Loretta Lynn - vocals, guitar; Larry Byrom - guitar; John Hobbs - keyboards; David Hungate - bass; Matt Betton - drums; Weldon Myrick - pedal steel; Mark O'Connor - fiddle; David Innis - keyboards
Loretta Lynn will always be the queen of country music, although she was not the pioneer that Mother Maybelle Carter was, or may not have had the crossover appeal of Dolly Parton or Faith Hill. The fact remains, along with only the late Patsy Cline and late Tammy Wynette, Lynn was among the very first female country superstars to write and sing the music many have called the fabric of real American culture. Her rags to riches story, immortalized in the best selling autobiography, Coal Miner's Daughter, and an Academy Award winning movie of the same name (starring Cissy Spacek) makes her music even more special and accessible to the modern history of America.
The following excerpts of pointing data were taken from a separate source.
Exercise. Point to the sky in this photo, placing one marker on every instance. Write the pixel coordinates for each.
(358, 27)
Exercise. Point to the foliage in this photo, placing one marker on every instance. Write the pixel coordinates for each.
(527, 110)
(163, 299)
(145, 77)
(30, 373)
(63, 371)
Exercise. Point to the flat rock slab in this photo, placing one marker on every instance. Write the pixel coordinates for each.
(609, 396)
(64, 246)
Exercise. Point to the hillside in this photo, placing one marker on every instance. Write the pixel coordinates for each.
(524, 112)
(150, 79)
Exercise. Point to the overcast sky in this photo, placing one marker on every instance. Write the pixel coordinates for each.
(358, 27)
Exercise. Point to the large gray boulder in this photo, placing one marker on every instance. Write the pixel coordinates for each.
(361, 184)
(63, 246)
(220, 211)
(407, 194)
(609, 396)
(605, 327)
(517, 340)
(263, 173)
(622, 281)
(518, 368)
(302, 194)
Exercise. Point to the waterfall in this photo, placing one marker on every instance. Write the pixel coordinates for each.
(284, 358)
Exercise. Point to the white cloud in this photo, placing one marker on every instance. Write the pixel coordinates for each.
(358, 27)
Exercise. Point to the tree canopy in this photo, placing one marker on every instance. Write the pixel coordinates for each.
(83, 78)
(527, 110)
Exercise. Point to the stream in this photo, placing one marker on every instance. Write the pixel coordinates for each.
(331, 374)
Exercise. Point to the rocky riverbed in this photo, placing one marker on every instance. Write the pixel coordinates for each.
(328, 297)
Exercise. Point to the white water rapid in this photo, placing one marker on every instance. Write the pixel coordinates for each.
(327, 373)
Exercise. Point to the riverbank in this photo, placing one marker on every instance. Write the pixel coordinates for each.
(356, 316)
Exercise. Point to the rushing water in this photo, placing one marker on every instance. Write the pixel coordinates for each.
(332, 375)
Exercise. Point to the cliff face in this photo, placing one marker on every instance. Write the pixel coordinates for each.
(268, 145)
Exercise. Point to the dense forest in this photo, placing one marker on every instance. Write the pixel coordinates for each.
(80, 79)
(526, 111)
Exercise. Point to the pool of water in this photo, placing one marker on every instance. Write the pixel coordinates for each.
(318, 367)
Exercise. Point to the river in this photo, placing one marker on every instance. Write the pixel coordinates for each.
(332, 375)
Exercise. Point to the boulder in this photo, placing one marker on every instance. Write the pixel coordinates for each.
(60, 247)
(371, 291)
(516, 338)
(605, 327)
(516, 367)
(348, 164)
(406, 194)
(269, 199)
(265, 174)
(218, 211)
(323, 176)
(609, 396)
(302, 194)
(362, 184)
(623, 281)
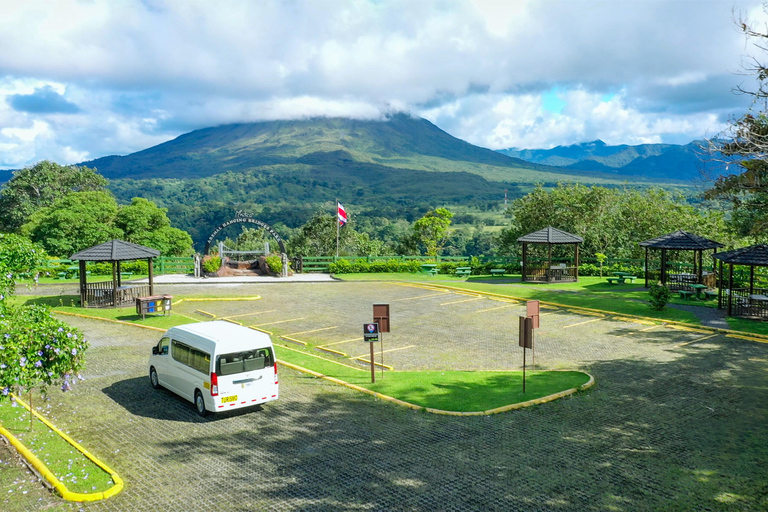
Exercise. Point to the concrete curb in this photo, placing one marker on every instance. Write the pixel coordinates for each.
(505, 408)
(49, 476)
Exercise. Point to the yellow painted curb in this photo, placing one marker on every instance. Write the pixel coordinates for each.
(109, 320)
(49, 476)
(505, 408)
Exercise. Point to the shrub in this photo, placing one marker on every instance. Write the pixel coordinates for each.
(212, 265)
(659, 296)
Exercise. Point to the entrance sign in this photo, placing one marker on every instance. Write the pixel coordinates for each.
(244, 217)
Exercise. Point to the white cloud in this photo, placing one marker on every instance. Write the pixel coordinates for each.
(141, 72)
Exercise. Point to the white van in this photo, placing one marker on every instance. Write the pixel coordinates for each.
(217, 365)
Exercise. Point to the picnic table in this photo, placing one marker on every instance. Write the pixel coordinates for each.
(698, 288)
(429, 268)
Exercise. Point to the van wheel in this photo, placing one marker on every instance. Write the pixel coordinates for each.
(153, 378)
(200, 404)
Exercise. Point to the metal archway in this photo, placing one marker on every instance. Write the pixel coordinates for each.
(242, 217)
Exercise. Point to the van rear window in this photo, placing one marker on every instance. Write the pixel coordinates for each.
(240, 362)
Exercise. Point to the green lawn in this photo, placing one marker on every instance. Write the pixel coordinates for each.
(71, 468)
(459, 391)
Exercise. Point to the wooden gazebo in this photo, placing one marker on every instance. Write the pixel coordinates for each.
(747, 301)
(679, 241)
(538, 273)
(113, 293)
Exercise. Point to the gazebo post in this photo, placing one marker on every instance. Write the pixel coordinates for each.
(720, 287)
(549, 263)
(151, 283)
(576, 249)
(730, 288)
(115, 275)
(646, 267)
(525, 257)
(81, 264)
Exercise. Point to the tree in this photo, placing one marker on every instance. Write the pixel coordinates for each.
(744, 146)
(36, 349)
(432, 230)
(74, 222)
(39, 186)
(143, 223)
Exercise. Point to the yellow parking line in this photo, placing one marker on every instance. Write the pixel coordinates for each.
(313, 330)
(340, 342)
(582, 323)
(283, 321)
(378, 352)
(460, 301)
(696, 340)
(498, 307)
(250, 314)
(421, 296)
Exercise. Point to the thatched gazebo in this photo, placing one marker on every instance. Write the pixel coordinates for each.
(679, 241)
(747, 301)
(113, 293)
(538, 273)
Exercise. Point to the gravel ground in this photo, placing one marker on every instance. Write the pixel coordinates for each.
(677, 419)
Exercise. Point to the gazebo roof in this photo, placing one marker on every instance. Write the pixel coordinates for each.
(116, 250)
(550, 235)
(681, 241)
(755, 255)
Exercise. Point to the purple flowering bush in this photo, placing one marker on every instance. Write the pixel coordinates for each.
(36, 349)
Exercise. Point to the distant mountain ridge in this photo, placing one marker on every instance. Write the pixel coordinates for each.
(655, 161)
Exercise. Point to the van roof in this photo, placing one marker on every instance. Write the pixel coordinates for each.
(228, 337)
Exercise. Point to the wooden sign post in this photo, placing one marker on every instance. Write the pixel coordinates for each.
(371, 335)
(381, 317)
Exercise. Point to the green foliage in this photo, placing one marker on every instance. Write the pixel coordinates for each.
(36, 349)
(659, 296)
(212, 264)
(40, 186)
(432, 230)
(74, 222)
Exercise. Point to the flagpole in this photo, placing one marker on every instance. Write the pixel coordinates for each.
(337, 228)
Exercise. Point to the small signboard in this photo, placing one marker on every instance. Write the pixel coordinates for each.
(532, 311)
(371, 332)
(526, 332)
(381, 316)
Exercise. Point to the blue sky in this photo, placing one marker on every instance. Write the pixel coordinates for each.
(84, 79)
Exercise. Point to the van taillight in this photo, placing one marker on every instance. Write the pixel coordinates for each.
(214, 384)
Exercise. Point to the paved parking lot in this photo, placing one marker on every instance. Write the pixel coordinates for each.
(677, 419)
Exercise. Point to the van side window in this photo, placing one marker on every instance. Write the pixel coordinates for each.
(191, 357)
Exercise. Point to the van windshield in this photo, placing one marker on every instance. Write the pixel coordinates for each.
(239, 362)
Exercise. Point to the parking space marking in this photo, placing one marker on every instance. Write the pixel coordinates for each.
(340, 342)
(421, 296)
(283, 321)
(582, 323)
(250, 314)
(313, 330)
(382, 352)
(460, 301)
(696, 340)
This show, recorded in 1982 for the Silver Eagle Cross Country Radio Concert Series, came two years after her popular film biography, when she was still very much enjoying a resurgence in popularity with both country and non-country audiences. She had been given two national TV specials after the film, and although she had decided to scale back on her touring schedule, she was still very much a major concert draw on the country circuit.
The show features a blend of her old classics and material from her newer albums at the time. Signed to MCA Records, clearly the most successful country label at the time, Lynn was backed by a promotional machine that was able to position her as a bona fide country music superstar. The tides would soon change for Lynn, however. Her popularity would begin to decline in the mid-1980s, with emergence of the "young" country sound that would effectively blend country and pop music. In 1984, her eldest son, Jack, perished while trying to cross the Duck River on horseback. Shortly thereafter, Lynn dramatically limited her recording and live appearances.
In 2002, after the death of her husband, Mooney, (the two were married nearly 50 years), she wrote a follow-up to Coal Miner's Daughter, entitled Still Woman Enough. She received a Grammy and made a musical comeback in 2004 with the album Van Lear Rose, which was produced by and featured the guitar and vocals of Jack White.